KNOWNS AND UNKNOWNS ABOUT CAM USE
Prevalence estimates for CAM use range from 30 percent to 62 percent of U.S. adults, depending on the definition of CAM. Women are more likely than men to seek CAM therapies, use appears to increase as education level increases, and there are varying patterns of use by race. Adults who undergo CAM therapies usually draw on more than one type, and they tend to do so in combination with conventional medical care—though a majority do not disclose the CAM use to their physicians, thereby incurring the risk, for example, of potential interactions between prescription drugs and CAM-related herbs. Studies of specific illnesses have documented the popularity of CAM for health problems that lack definitive cures, have unpredictable courses and prognoses, and are associated with substantial pain, discomfort, or medicinal side effects.
Existing surveys tell us little, however, about how CAM treatment is initiated (Does the patient unilaterally decide to use a therapy? Does a CAM or a conventional provider recommend the therapy?), and we have scant data about how the American public makes decisions about accessing CAM options. While there is an extensive literature on adherence to conventional treatment, there are virtually no data available on adherence to CAM treatment. This is an important issue given that any therapy, even if efficacious, may place users at risk of harm, or cause them to experience little or no effect, when used in the wrong way. Similarly, we have virtually no information about the extent to which the use of a CAM therapy may interfere with compliance in the use of conventional therapies, how people’s self-administration of CAM therapies changes over time, and the factors that influence such change.

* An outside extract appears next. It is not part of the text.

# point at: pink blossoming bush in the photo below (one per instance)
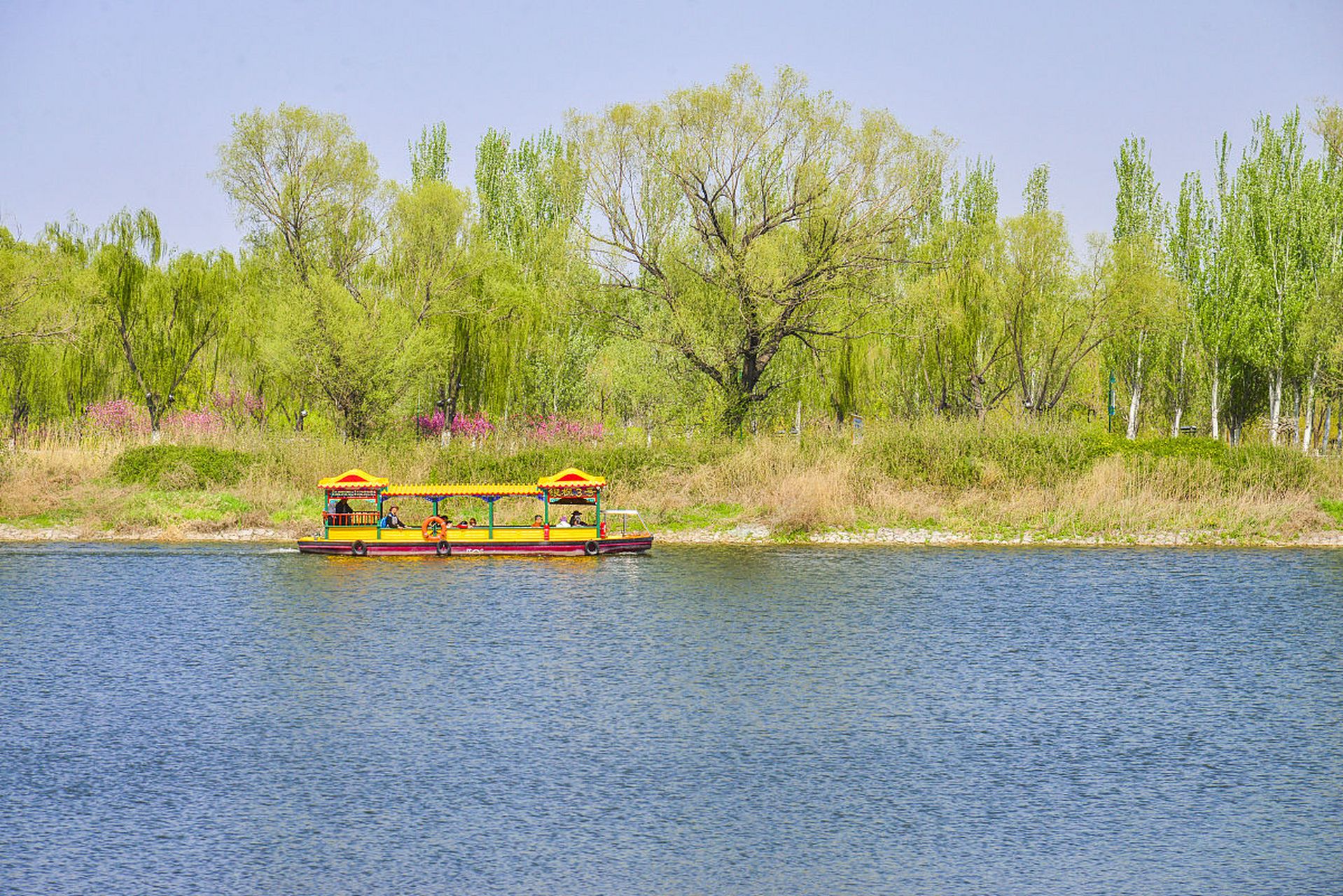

Moreover, there is little research on the public’s perceptions of information as alternatively credible, marginal, or spurious; how people understand such information in terms of risks and benefits; and what they expect their providers to tell them. Because the few small studies that have occurred suggest that considerable misinformation is dispensed by vendors and on the Web, a closer monitoring of Websites, enhanced enforcement of the Dietary Supplement Health and Education Act as well as of Federal Trade Commission regulations, and the creation of a user-friendly authoritative Website on CAM modalities are needed.
As a means of remedying the dearth of information noted above, the committee recommends that the National Institutes of Health and other
public or private agencies sponsor quantitative and qualitative research to examine:
The social and cultural dimensions of illness experiences, health care-seeking processes and preferences, and practitioner-patient interactions;
How often users of CAM, including patients and providers, adhere to treatment instructions and guidelines;
The effects of CAM on wellness and disease-prevention;
How the American public accesses and evaluates information about CAM modalities;
Adverse events associated with CAM therapies and interactions between CAM and conventional treatments.
Further, the committee recommends that the National Library of Medicine and other federal agencies develop criteria to assess the quality and reliability of information about CAM.
We are in the midst of an exciting time of discovery, when evidence-based approaches to health bring opportunities for incorporating the best from all sources of care, be they conventional medicine or CAM. Our challenge is to keep an open mind and to regard each treatment possibility with an appropriate degree of skepticism. Only then will we be able to ensure that we are making informed and reasoned decisions.